SCHWEITZER. It was a trick worth the telling. We had heard the day before, through our spies, that Roller was in the devil's own pickle; and unless the vault of heaven fell in suddenly he would, on the morrow -that is, to-day-go the way of all flesh. Up! says the captain, and follow me-what is not a friend worth? Whether we save him or not, we will at least light him up a funeral pile such as never yet honored royalty; one which shall burn them black and blue. The whole troop was summoned. We sent Roller a trusty messenger, who conveyed the notice to him in a little billet, which he slipped into his porridge.
ROLLER. I had but small hope of success.
SCHWEITZER. We waited till the thoroughfares were clear. The whole town was out after the sight; equestrians, pedestrians, carriages, all pell-mell; the noise and the gibbet-psalm sounded far and wide. Now, says the captain, light up, light up! We all flew like darts; they set fire to the city in three-and-thirty places at once; threw burning firebrands on the powder-magazine, and into the churches and granaries. Morbleu! in less than a quarter of an hour a northeaster, which, like us, must have owed a grudge to the city, came seasonably to our aid, and helped to lift the flames up to the highest gables. Meanwhile we ran up and down the streets like furies, crying, fire! ho! fire! ho! in every direction. There was such howling-screaming-tumult-fire-bells tolling. And presently the powder-magazine blew up into the air with a crash as if the earth were rent in twain, heaven burst to shivers, and hell sunk ten thousand fathoms deeper.

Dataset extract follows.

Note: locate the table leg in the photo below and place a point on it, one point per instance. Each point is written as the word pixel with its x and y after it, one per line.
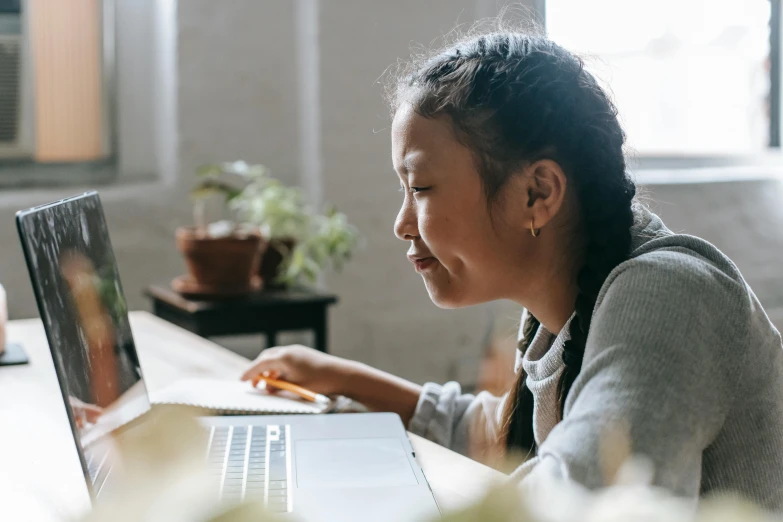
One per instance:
pixel 321 334
pixel 271 338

ROLLER. Now my guards looked behind them-there lay the city, like Sodom and Gomorrah-the whole horizon was one mass of fire, brimstone, and smoke; and forty hills echoed and reflected the infernal prank far and wide. A panic seized them all-I take advantage of the moment, and, quick as lightning-my fetters had been taken off, so nearly was my time come-while my guards were looking away petrified, like Lot's wife, I shot off-tore through the crowd-and away! After running some sixty paces I throw off my clothes, plunge into the river, and swim along under water till I think they have lost sight of me. My captain stood ready, with horses and clothes-and here I am. Moor! Moor ! I only wish that you may soon get into just such another scrape that I may requite you in like manner.
RAZ. A brutal wish, for which you deserve to be hanged. It was a glorious prank, though.
ROLLER. It was help in need; you cannot judge of it. You should have marched, like me, with a rope round your neck, travelling to your grave in the living body, and seen their horrid sacramental forms and hangman's ceremonies-and then, at every reluctant step, as the struggling feet were thrust forward, to see the infernal machine, on which I was to be elevated, glaring more and more hideously in the blaze of a noonday sun-and the hangman's rascallions watching for their prey -and the horrible psalm-singing-the cursed twang still rings in my ears-and the screeching hungry ravens, a whole flight of them, who were hovering over the half-rotten carcass of my predecessor. To see all this-ay, more, to have a foretaste of the blessedness which was in store for me! Brother, brother! And then, all of a sudden, the signal of deliverance. It was an explosion as if the vault of heaven were rent in twain. Hark ye, fellows! I tell you, if a man were to leap out of a fiery furnace into a freezing lake he could not feel the contrast half so strongly as I did when I gained the opposite shore.